PM to allow free vote on parts of embryo bill | Politics | guardian.co.uk

Remember the glory days of Tony Blair? Say what? Blair the spinner, Blair the man with the smile no-one trusted, Blair the man who presided (and I do mean presided) over the Iraq débâcle? But, the thing is, however much we might (and did) disagree with Blair’s policies and actions, he fitted the bill of Prime Minister quite well, while Gordon Brown was an effective chancellor. With Blair gone, we have a chancellor in the prime minister’s shoes, and a second-stringer as chancellor.

Nothing shows Brown’s inability to lead the country more than the débâcle over a free vote on embryology. At the most profound level, this is a more serious misjudgement than the phoney election of September. At that time, as we recall, Brown waited too long before deciding that he wasn’t really going to win, and gave David Cameron a much needed (but entirely undeserved) boost. It was a tactical decision, and Brown waited too long, until there was no right answer, and he was left making the best of a bad job.

On the embryology question, though, it is not a question of waiting too long before conceding that MPs should have a free vote on the ‘ethical’ aspects.

Quite simply, there should never have been a question of whipping MPs on an issue of fundamental conscience. Whether Catholic cardinals have been misleading MPs or not (as one Labour peer is alleging), parliamentarians were being instructed that their consciences could play no role in one of the most profound ethical questions ever to come before a British parliament.

As far as I understand it – and I’m not someone with a huge axe to grind on this issue – the main argument for permitting new levels of experimentation in embryology is an economic one: if we don’t take the lead in the new technology, then other countries will, and Britain will be left behind. I’m not really sure I understand how this argument stacks up when we seem so keen to disinvest in other aspects of British technological leadership that have a much faster return for far less ethical issues. The main argument against it is that we are delving into areas into which man is not meant to delve. Again, I’m not sure that this is as clear cut as some people are suggesting.

What I am sure about, though, is that the discussion and the decision should be and must be in the hands of MPs themselves. Government simply does not have the authority to dictate conscience to individual members. If it did have that authority, then our general elections would be nothing more or less than presidential elections – though without the balancing of Congress and Senate which they have in the USA. As a nation, we would collectively decide, once every few years, to invest our entire ethical, moral, economic and political future in a single individual, until that individual decided to step down or to call a fresh election.

Once we allow that the government can require MPs to vote in a particular direction on a matter of the meaning of life itself, then we really can hold nothing back.

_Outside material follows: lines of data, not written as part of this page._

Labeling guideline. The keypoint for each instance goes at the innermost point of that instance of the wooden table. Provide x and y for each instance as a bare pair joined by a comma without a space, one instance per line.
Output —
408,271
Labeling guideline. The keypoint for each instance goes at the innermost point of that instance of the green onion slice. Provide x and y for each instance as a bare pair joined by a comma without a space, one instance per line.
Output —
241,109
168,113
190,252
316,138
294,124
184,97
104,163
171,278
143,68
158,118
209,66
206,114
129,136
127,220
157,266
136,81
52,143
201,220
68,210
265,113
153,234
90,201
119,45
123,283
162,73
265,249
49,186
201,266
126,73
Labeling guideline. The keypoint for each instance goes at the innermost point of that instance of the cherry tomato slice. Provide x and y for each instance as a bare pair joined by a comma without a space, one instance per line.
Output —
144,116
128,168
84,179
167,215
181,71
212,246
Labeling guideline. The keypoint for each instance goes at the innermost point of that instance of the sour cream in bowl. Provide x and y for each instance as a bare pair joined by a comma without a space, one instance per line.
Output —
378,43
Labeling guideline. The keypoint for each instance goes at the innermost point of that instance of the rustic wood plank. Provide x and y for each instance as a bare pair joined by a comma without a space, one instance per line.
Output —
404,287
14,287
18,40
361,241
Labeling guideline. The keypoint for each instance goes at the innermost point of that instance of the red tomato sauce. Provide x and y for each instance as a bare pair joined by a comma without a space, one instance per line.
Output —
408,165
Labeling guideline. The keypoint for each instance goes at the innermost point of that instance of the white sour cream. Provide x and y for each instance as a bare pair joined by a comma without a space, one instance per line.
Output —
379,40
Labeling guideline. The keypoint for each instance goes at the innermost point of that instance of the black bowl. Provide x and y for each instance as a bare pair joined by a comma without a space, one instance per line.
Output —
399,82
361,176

There is then no reason why Gordon Brown should not, at the end of his term of office, require MPs to vote for an arbitrary extension of parliament. That, after all, would merely be a matter of a technical change to our voting arrangements.

Now, of course, Gordon Brown would never do that: he understands the political process. He also understands that a lurch towards dictatorship (which is what it would be) would see investors clamouring to get their assets off-shore, destabilising the one thing that Brown really does understand – the economy.

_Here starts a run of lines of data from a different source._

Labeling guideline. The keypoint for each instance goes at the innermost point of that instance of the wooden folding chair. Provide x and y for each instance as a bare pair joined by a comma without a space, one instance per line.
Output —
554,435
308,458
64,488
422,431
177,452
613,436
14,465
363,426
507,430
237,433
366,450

But this simply makes it all the more clear that Brown is in the wrong job – he lacks the fundamental moral judgement to recognise that the issue at hand is exactly the matter of conscience in which a free vote is the only option.

I quite enjoyed living in the Brown economy. Taxes were quite low (especially when compared to under the previous Tory administration), inflation was low, interest rates were low. I now have the sense that the firm hand at the tiller is missing, just as we are headed into stormier waters.

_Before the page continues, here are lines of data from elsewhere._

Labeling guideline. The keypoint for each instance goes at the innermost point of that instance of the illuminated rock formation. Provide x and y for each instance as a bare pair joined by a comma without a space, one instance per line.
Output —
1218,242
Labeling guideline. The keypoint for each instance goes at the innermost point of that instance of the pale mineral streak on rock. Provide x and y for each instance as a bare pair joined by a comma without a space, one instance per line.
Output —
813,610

I was never a big fan of Blair – but I recognised and respected his qualities. Blair would never have made the categorical moral misjudgement that Brown has made.

Economic instability we have weathered before. But the complete lack of leadership and moral judgement which Brown shows as Prime Minister is alarming. I suppose I could do the traditional opposition thing and call for him to go. But if he went, who in Labour would have the authority to step into his place? Jack Straw is a good man, but Straw in charge would be like having your maths teacher running the country. Messrs Miliband, Miliband, Hutton, and Darling are entirely uninspiring. Blears, Balls and Burnham would struggle to get anyone to take them seriously. In fact, reading through the cast list of Brown’s cabinet is like reading through a copy of Who Isn’t Who, or the list of extras in a BBC daytime TV drama.

Seriously, it’s time for a general election.